VATICAN CITY
Reuters
By Philip Pullella
VATICAN CITY , Nov 24 Five people, including two Italian reporters, went on trial in the Vatican on Tuesday, to outrage from rights’ groups, on charges arising from publication of books in which the Holy See was portrayed as mired in mismanagement and corruption.
As they walked into the Vatican, the two reporters, Gianluigi Nuzzi and Emiliano Fittipaldi, said they had done nothing wrong and were merely doing their professional duty.
The trial, being heard by three judges, stems from publication of two books which depict a Vatican plagued by mismanagement, greed and corruption and where Pope Francis faces stiff resistance from the old guard to his reform agenda.

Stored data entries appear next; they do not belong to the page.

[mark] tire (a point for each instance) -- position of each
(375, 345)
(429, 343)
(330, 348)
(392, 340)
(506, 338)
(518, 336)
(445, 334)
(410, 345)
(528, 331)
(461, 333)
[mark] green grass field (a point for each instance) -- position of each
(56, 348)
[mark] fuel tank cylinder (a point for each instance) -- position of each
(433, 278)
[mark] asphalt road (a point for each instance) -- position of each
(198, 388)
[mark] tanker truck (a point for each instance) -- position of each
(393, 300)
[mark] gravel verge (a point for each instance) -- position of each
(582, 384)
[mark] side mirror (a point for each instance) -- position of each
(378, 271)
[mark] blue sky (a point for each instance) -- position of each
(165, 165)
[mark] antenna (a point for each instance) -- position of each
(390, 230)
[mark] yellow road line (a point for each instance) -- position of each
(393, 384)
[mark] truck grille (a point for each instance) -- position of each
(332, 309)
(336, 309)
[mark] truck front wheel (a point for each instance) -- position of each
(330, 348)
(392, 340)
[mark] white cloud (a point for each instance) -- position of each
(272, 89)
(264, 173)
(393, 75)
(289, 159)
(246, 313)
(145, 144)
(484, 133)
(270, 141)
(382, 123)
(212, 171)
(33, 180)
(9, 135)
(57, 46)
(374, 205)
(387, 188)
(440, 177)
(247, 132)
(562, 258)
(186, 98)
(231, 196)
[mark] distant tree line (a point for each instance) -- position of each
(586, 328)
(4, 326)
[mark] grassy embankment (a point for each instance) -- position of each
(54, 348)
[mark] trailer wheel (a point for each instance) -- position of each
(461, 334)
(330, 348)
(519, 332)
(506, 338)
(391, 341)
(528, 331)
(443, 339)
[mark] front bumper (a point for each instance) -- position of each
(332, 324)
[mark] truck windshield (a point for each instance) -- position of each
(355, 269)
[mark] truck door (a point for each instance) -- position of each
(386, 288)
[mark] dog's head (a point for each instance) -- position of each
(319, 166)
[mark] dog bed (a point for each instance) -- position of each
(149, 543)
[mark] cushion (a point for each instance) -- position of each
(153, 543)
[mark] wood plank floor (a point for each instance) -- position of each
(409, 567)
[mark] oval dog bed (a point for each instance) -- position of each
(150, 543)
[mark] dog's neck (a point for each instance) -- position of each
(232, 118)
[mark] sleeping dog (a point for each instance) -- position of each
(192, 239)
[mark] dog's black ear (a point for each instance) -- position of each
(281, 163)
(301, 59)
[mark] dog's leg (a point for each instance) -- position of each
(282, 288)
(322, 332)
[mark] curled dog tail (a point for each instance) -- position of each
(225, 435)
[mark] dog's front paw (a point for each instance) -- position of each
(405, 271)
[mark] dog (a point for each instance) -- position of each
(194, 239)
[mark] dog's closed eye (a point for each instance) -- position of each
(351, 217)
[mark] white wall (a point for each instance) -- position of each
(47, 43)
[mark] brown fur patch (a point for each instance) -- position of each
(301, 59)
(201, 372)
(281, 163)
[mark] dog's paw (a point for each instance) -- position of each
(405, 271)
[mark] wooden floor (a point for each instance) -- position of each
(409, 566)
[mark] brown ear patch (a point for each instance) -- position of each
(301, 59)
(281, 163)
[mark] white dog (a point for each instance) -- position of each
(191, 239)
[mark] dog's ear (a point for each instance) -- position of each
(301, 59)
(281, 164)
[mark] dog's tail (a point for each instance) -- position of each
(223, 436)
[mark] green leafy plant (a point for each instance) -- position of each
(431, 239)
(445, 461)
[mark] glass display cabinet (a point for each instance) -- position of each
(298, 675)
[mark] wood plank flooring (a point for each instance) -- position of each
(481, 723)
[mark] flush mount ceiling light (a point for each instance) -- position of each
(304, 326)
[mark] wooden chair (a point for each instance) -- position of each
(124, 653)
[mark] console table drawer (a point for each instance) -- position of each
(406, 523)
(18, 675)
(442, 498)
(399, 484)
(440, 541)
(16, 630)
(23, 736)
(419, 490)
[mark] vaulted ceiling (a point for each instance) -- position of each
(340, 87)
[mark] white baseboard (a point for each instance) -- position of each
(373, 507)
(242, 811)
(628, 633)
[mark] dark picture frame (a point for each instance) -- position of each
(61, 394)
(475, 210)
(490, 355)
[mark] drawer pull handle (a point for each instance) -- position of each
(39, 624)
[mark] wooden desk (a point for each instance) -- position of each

Two of the officials indicted, Spanish Monsignor Angel Lucio Vallejo Balda, who was number two at the Vatican’s Prefecture for Economic Affairs, and Italian laywoman Francesca Chaouqui, a public relations expert, were arrested earlier this month.
Balda and Chaouqui were both members of a non-defunct commission Francis set up in 2013 to study economic and administrative reforms. Vatican employee Nicola Maio, Balda’s assistant, also went on trial.
The Holy See was embarrassed and angered by the books, which it said used information that should never have been allowed to leave the walls of the city state.